In the figure, 1, a front end cover; 2. a housing; 3. a rear end cap; 4. a magnet; 5. a plastic bracket; 6. a stator; 7. a rotating shaft; 8. a bearing; 11. a first impeller; 111. a first mounting cavity; 12. a belt groove; 13. reinforcing ribs; 21. an air inlet channel and an air outlet channel; 211. an air inlet and an air outlet; 31. a second impeller; 311. and a second mounting cavity.

Detailed Description

The technical solutions in the embodiments of the present invention will be described clearly and completely with reference to the accompanying drawings in the embodiments of the present invention, and it is obvious that the described embodiments are only some embodiments of the present invention, not all embodiments. Based on the embodiments in the present invention, all other embodiments obtained by a person skilled in the art all belong to the protection scope of the present invention.

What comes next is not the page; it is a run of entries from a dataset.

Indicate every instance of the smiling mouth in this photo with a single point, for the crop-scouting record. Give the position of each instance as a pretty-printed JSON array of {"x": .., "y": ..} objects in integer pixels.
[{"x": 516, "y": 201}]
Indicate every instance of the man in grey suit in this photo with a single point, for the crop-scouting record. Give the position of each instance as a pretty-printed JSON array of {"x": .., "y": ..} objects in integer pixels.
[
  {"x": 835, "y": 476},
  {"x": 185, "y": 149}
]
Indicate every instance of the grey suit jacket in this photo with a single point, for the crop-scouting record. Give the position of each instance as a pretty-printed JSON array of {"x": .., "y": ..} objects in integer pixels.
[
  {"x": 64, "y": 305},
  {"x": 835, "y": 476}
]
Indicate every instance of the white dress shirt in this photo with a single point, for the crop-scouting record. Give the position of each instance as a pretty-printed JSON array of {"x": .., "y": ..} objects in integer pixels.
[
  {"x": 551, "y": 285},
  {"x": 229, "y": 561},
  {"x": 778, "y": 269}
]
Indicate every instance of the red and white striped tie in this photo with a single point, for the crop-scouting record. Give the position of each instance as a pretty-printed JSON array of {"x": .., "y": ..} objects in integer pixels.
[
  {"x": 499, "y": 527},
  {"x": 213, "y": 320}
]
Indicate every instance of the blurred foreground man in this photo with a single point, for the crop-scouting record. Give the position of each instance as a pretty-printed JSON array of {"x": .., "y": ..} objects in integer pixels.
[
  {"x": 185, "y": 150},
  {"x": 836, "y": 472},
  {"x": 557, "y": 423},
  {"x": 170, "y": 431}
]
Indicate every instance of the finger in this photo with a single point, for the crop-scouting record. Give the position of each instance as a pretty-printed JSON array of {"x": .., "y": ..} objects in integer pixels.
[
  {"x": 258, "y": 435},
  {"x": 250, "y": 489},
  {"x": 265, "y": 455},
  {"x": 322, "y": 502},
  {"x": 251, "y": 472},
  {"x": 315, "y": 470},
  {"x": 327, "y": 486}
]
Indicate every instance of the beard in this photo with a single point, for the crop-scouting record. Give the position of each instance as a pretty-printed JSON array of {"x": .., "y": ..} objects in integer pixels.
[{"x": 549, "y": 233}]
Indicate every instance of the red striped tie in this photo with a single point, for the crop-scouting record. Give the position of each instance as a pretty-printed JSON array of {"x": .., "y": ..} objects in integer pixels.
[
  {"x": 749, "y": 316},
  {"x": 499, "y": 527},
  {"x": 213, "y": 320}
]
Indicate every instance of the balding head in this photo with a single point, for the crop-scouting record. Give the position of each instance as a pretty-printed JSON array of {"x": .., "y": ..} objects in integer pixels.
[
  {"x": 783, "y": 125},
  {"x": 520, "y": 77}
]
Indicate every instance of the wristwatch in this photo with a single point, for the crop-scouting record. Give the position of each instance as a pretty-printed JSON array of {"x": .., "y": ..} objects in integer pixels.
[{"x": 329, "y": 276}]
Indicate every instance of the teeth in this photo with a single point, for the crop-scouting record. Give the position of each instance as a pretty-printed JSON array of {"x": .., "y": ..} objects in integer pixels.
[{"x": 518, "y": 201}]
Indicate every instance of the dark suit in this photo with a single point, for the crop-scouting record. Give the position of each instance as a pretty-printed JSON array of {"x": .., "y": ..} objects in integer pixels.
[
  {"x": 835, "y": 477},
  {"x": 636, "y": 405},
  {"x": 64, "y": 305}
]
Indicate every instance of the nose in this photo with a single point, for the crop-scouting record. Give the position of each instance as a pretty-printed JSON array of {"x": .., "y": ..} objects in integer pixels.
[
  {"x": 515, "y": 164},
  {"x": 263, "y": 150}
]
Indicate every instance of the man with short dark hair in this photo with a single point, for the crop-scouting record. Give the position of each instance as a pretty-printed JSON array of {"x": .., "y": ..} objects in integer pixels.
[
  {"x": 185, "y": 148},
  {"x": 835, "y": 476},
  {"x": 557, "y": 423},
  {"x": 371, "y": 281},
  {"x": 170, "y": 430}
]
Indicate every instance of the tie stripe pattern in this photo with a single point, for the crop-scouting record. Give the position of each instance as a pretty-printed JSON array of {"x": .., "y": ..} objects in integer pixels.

It will be understood by those skilled in the art that in the present disclosure, the terms "longitudinal," "lateral," "upper," "lower," "front," "rear," "left," "right," "vertical," "horizontal," "top," "bottom," "inner," "outer," and the like are used in an orientation or positional relationship indicated in the drawings for ease of description and simplicity of description, and do not indicate or imply that the referenced device or element must have a particular orientation, be constructed and operated in a particular orientation, and thus, are not to be considered limiting.

This application improves based on my prior patent CN215733773U discloses external rotor electric machine in department, through to front end housing 1, casing 2 and rear end housing 3 carry out institutional advancement, get rid of through the round air channel that is original on the front end housing 1, and set up on casing 2, direct processing advances air outlet duct 21 (air channel) on the casing 2 simultaneously, rear end housing 3 has increased second impeller 31, all the other structures are unanimous basically with preceding patent, install in casing 2 through plastic support 5 (nylon + fine 30%) if magnetite 4, and the structure of 6 subassemblies of stator, all unanimous with preceding patent, therefore how principle and stator 6 that this application ran, the structure of pivot 7 and magnetite 4 part is no longer being repeated its.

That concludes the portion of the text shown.